I once heard that there are three versions of every story people tell - your side, the other person's side, and the truth. So far, in something of an issue in college, going back to the Facebook events I've mentioned before, and the problems they've caused, I've heard a couple of different stories regarding one thing in particular: the Book.
The Book began it all. It was because of the Book that I received abuse a couple of weeks ago, and because of the Book that that same person approached me on Thursday to issue a threat to report me for bullying. He told me why he was going to report me, and I later asked somebody else about the event, and what I have learned is that one of those people is lying, and I don't think it was the person I asked - she had nothing to gain from lying, whereas he had the removal of the Book from the college, and ultimately nothing to show that he was over-reacting to something entirely.
He was in the computer room and people were talking about the Book, saying it was "about" people in the college. He interpreted this as those people having read the Book. The Book was "in circulation".
The Other Version:
My friend, to whom I loaned the Book so she could better understand what his problem was, was having lunch with the very same people who were talking in the computer room. They saw the Book, said he
told them that the Book was "about" people in college, and then they asked to read it. She said no, put it in her bag and later left it in her house. She has not read the Book.
He believes I'm trying to make him look bad.

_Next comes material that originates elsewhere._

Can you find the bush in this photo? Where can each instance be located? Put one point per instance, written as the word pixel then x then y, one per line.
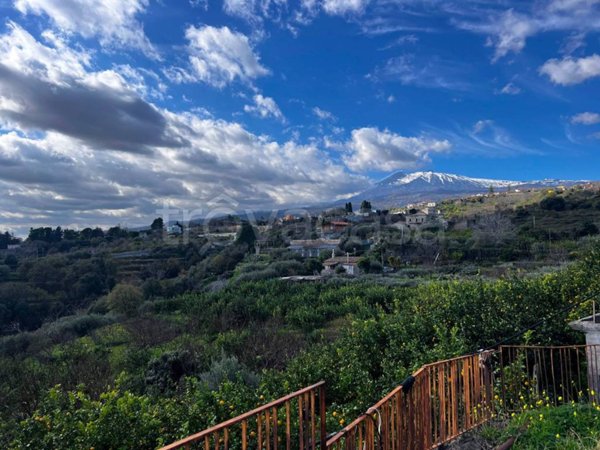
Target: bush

I loaned the Book to my friend so she could understand things better - I repeat this point because it's important. However, I loaned her the Book in the full knowledge that she understands that the Book is based loosely
on things that happened in the college, that I happened by mistake to write somewhat accurately in a couple of cases, and that this guy was reading too much into the character in the first draft
of the Book.
And why do I emphasise that it's a first draft? Because, as every writer knows, first drafts are rarely anything like the finished product. I do plan to change this Book, and not because it got one person upset. It was initially a writing project, something to just work on, to get a story out of, and it has yet to become what I intend it to be - a proper book. For a start, I did intend on changing the plot that focuses around the character to whom this guy relates - at the moment, he thinks it makes him look like an asshole. The character is an asshole, I won't lie about that, but that's because the Book, in its simplest form, does not work without him being like that. Cause and Effect reason that if he was a typical good guy in the Book, the events would have been different, and the one of the other characters loses some of her focus in the plot - she becomes a secondary character if there is no one to complicate things for her.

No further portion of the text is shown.